As of Visual Studio 2013, std::chrono::high_resolution_clock is still typedef'd to system_clock which is unacceptable to us as game developers. We need true high resolution times for profiling and getting accurate frame times.

#include <chrono>
#include <Windows.h>

class high_resolution_clock {
public: // types
  typedef double                                          rep;
  typedef std::ratio<1, 1>                                period;
  typedef std::chrono::duration<rep, period>              duration;
  typedef std::chrono::time_point<high_resolution_clock>  time_point;
  
public: // data
    // Whether the clock is non-decreasing.
    static const bool is_monotonic = true;
    // Whether the clock is monotonic and the time between clock ticks is constant.
    //  (The time between ticks is retrieved using QueryPerformanceFrequency.)
    static const bool is_steady = true;
};

We start off by defining some basic members that all clocks have.

rep is the type representing the number of ticks. period is the tick period in seconds; ratio<1,1> means we'll be using seconds. duration is the difference between two times. time_point is measurement at a moment in time.

is_monotonic indicates whether the clock values are non-decreasing. is_steady indicates whether the time between ticks remains constant.

Let's establish a couple helper functions:

class high_resolution_clock {
// ...
private: // methods
  // Number of ticks per second.
  static int64_t frequency() {
    static int64_t freq = -1;
    if (freq == -1) QueryPerformanceFrequency((LARGE_INTEGER*)&freq); 
    return freq;
  }

  // Counter value at the start of the application.
  static int64_t start_count() {
    static int64_t count = 0;
    if (count == 0) QueryPerformanceCounter((LARGE_INTEGER*)&count);
    return count;
  }
};

frequency will call QueryPerfomanceFrequency for us to get the number of ticks per second. It'll cache the result so we only have to call QueryPerformanceFrequency once. start_count gives us the time near the start of the application. This is used in a subtraction from future calls to QueryPerformanceCounter to make the time value smaller. The int64_t value used to store time can store very large numbers that a double cannot. This way we can ensure the double is capable of holding the time value.

Now to the time_point function:

class high_resolution_clock {
// ...
public: // methods
  // Samples the current time.
  static time_point now() {
    // Get the current performance counter ticks.
    int64_t counter = 0;
    QueryPerformanceCounter((LARGE_INTEGER*)&counter);

    // Subtract the counter from the value at program start so a double can hold it.
    int64_t idt = counter - start_count();
    double dt = static_cast<double>(idt);

    return time_point(duration(dt / frequency()));
  }
// ...
};

The current time is retrieved using QueryPerformanceCounter. We then subtract start_count from that value to get a smaller value for the double.

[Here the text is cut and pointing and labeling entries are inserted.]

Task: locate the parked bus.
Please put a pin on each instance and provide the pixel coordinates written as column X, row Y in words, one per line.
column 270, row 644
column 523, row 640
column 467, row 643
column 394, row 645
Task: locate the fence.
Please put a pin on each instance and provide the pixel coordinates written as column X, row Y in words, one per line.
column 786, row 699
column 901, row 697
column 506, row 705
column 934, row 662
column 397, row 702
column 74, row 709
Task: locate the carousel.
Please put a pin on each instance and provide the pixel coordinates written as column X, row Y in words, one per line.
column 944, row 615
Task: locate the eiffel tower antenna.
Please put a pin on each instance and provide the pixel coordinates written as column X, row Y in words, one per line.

Then all you have to do to get the time in seconds is divide by frequency.

With a proper high_resolution_clock, we can trivially implement a stopwatch-like high_resolution_timer.

class high_resolution_timer {
private: // data
  // Time recorded when start() was last called.
  high_resolution_clock::time_point startTime;
  
public: // methods
  // Starts or restarts the timer.
  void start() {
    startTime = high_resolution_clock::now();
  }
};

start simply calls into high_resolution_clock to get the current time.

These functions help us get the current elapsed time:

class high_resolution_timer {
// ...
public: // methods
  // The current elapsed time as a duration object.
  high_resolution_clock::duration elapsed_duration() const {
    high_resolution_clock::time_point endTime = high_resolution_clock::now();
    return endTime - startTime;
  }
  
  // Microseconds that have elapsed since start() was called.
  double elapsed_microseconds() const {
    return duration_cast<duration<double, std::micro>>(elapsed_duration()).count();
  }
  
  // Milliseconds that have elapsed since start() was called.
  double elapsed_milliseconds() const {
    return duration_cast<duration<double, std::milli>>(elapsed_duration()).count();
  }
  
  // Seconds that have elapsed since start() was called.
  double elapsed_seconds() const {
    return elapsed_duration().count();
  }
// ...
};

duration_cast is capable of converting from seconds to milliseconds or any other time measurement.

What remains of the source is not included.